Hotel fundamentals, however, remain buoyant. STR’s global update in November showed 79% of markets with growth in RevPAR compared to 2019. In its final revision of the year, it also raised its forecast on both ADR and RevPAR for 2023. “Looking ahead to the new year, we anticipate continued growth in RevPAR,” said STR President Amanda Hite.
Owners, Shah said, have no real compulsion to sell unless there is pressure from limited partners or debt maturities coming due. “There was a tremendous amount of capital deployed in 2017 and 2018 and that’s starting to come due,” he said.
Though interest rates are still having a mitigating impact on the ability to get deals done, buyers are calculating what a deal done today would mean five years out. “At some point, interest rates are going to drop,” Shah said. “An owner will be able to refinance the debt and the lower interest rates will increase the value of the asset.”
One element that is gumming up the works are seller expectations against reality. Many owners believe their assets to have a certain value that is not shared by others. “When buyers and sellers are trying to get together, the sellers obviously still have a higher price expectation than the borrowers,” Sonnabend said. “The problem for a lot of borrowers is once they come to an agreement with the seller, and they want to finance the deal, it’s a problem to get deals done in the current interest rate environment.”

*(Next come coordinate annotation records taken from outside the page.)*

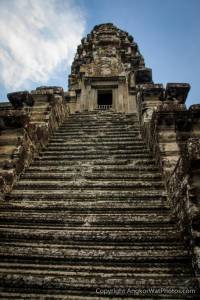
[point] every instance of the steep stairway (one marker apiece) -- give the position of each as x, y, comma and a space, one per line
89, 219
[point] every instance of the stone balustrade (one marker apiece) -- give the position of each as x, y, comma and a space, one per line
173, 134
25, 128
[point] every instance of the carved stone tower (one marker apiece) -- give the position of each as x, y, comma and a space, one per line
100, 185
105, 71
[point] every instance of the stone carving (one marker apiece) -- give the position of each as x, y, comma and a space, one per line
18, 99
109, 61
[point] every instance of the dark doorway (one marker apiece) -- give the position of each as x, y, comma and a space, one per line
104, 100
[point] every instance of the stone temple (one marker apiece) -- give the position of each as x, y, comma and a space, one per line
100, 185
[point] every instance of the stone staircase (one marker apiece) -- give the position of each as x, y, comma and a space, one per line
89, 219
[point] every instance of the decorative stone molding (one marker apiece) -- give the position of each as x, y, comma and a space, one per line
25, 130
18, 99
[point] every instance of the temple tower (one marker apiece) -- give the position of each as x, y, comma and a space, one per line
105, 71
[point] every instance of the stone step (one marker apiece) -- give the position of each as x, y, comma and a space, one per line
93, 234
80, 218
76, 147
133, 256
95, 162
162, 268
43, 175
117, 169
93, 143
100, 294
124, 129
88, 194
92, 156
99, 138
50, 152
49, 203
83, 184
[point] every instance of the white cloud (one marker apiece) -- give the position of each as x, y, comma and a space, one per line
35, 37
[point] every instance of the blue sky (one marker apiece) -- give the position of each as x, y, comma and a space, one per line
167, 32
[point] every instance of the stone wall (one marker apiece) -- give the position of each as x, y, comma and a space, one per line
173, 134
25, 127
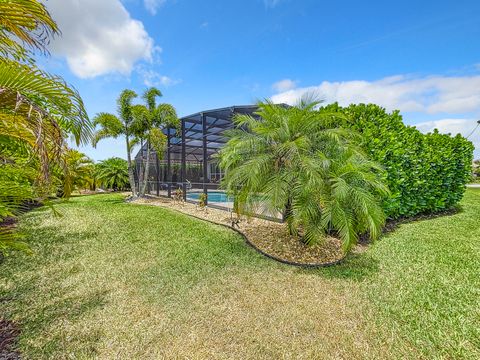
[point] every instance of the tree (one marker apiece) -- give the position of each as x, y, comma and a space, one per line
150, 121
112, 173
297, 161
77, 172
121, 125
37, 111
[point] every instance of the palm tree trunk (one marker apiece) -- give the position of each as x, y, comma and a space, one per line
147, 170
131, 176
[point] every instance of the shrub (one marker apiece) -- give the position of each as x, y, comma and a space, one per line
425, 172
295, 161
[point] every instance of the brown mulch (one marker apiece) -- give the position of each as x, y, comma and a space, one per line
9, 333
269, 237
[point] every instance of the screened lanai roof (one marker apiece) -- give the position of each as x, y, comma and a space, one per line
208, 125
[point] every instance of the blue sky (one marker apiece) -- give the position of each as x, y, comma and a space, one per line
421, 57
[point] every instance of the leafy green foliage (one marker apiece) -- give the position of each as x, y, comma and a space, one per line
425, 173
77, 172
149, 122
121, 125
37, 111
112, 173
297, 161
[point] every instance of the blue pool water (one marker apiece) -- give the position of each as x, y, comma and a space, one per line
213, 196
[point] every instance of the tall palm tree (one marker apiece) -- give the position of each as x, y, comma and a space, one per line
297, 161
37, 110
112, 173
150, 121
121, 125
77, 172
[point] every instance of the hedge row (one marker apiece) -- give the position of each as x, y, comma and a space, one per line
426, 173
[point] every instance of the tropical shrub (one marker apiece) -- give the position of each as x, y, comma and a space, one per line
112, 173
149, 122
425, 172
297, 161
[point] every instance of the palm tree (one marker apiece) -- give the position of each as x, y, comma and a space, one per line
77, 172
121, 125
112, 173
150, 121
297, 161
37, 110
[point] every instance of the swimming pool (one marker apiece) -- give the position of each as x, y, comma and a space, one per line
213, 196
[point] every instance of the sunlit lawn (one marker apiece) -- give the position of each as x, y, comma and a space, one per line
117, 280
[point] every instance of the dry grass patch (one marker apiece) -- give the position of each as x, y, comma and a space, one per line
268, 236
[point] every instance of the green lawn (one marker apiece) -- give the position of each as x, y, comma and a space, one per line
117, 280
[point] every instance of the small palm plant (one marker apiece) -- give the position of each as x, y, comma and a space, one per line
297, 161
112, 173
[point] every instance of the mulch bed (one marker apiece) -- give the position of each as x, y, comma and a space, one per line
268, 237
9, 333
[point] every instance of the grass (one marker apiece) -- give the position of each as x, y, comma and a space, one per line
116, 280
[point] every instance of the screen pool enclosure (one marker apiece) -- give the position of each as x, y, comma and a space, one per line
190, 160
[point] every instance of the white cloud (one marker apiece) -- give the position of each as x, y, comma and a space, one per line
433, 94
99, 37
284, 85
153, 78
453, 127
153, 5
271, 3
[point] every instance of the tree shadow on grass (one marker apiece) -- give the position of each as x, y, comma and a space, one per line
356, 267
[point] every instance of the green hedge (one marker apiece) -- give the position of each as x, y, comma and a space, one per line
425, 172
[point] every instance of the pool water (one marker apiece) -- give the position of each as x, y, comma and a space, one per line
213, 196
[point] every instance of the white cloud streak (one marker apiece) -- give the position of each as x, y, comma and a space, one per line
271, 3
453, 127
432, 95
152, 78
152, 6
99, 37
284, 85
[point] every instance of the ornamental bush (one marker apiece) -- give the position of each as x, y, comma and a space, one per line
425, 173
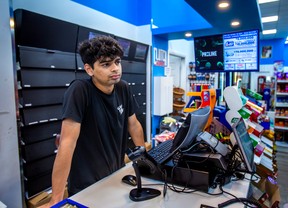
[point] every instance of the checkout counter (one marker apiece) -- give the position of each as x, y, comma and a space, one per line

Could a drop in interest rates put more shovels in the ground? Conversions have made up a large portion of growth within hotel brand systems as a way to expand net unit growth, a key performance indicator and Wall Street measuring stick for companies such as Marriott International and Hilton.
According to Lodging Econometrics, in 2024, Marriott is expected to lead new hotel openings with 192 new hotels totaling 22,298 rooms, for a growth rate of 2.5%, followed by Hilton with 176 new hotels/with 20,004 rooms (a growth rate of 2.5%) and IHG with 111 new hotels /10,924 rooms. In 2025, Marriott is projected to open 256 new hotels/29,572 rooms (3.1% growth rate); IHG is expected to open 202 new hotels/19,390 rooms (4.4% growth rate); Hilton is slated to open 139 new hotels/14,780 rooms (1.8% growth rate).
These growth rates are lower than historical rates of between 6% and 7%. Lower interest rates, however, lower the cost of capital, which, theoretically, lowers the threshold to achieve the economic feasibility of a new hotel. “I don’t think you’re going to see shovels in the ground in downtown San Francisco anytime soon,” Lesser said. “At the opposite end of the spectrum, Miami is on fire.”